Bene quindi le ampie mobilitazioni di questi giorni in sostegno della libertà per Zaki. Ma se una massiccia reazione pubblica può servire a rendere meno agevole l’operato dei persecutori è anche abbastanza evidente che i suoi effetti finiscono per essere limitati. Basti ricordare i numerosi casi di oppositori politici condannati e giustiziati dai regimi dittatoriali malgrado le proteste dell’opinione pubblica mondiale. Più efficace potrebbe e dovrebbe essere un deciso impegno a denunciare una palese ingiustizia da parte dei governi democratici.

Nel caso di Zaki, come in quello ben più drammatico di Regeni, il governo a doversi muovere è stato, ed è ancora, quello italiano. Non si può davvero dire che i risultati siano stati fino ad oggi positivi. Le ragioni sono molteplici. La prima è che gli interessi commerciali ed economici fanno da freno ad azioni politiche forti.

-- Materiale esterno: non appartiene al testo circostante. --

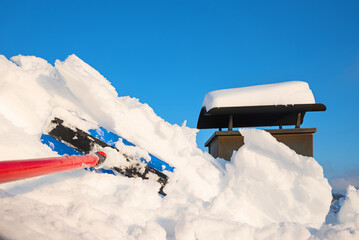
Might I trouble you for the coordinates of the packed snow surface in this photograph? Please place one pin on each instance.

Il contratto da 9 miliardi di euro con Fincantieri per l’acquisto da parte del Cairo di armamenti e gli accordi di ricerca e sfruttamento da parte di Eni del ricchissimo giacimento di Zohr nel Mediterraneo ne sono una chiara dimostrazione. Per poterli utilizzare come minaccia contro il governo di al-Sisi occorrerebbe l’adesione di altri governi, come quello francese o russo pronti invece a sostituirsi a noi.
Ed è qui la seconda ragione di difficoltà: in questi casi occorrerebbe riuscire a dare vita ad un’ampia coalizione di governi pronti ad appoggiare l’Italia a premere su al-Sisi. Occorrerebbe, in particolare, che fosse l’intera Unione europea a farsi carico di questa pressione.

Ma di Europa in questi casi non si vede traccia. Infine, ed è il terzo motivo, bisogna essere sinceri con noi stessi. A sperare di influenzare l’operato di un autocrate o di un dittatore occorrono leader e capi di governo di grande spessore morale e di credibilità internazionale. Per un Paese come il nostro che cambia governo in media ogni anno e mezzo, tale credibilità e forza politica sono lungi dall’essere raggiunte. Certamente, in questi ultimi anni, non possiamo illuderci di avere avuto personale politico e di governo di tale livello.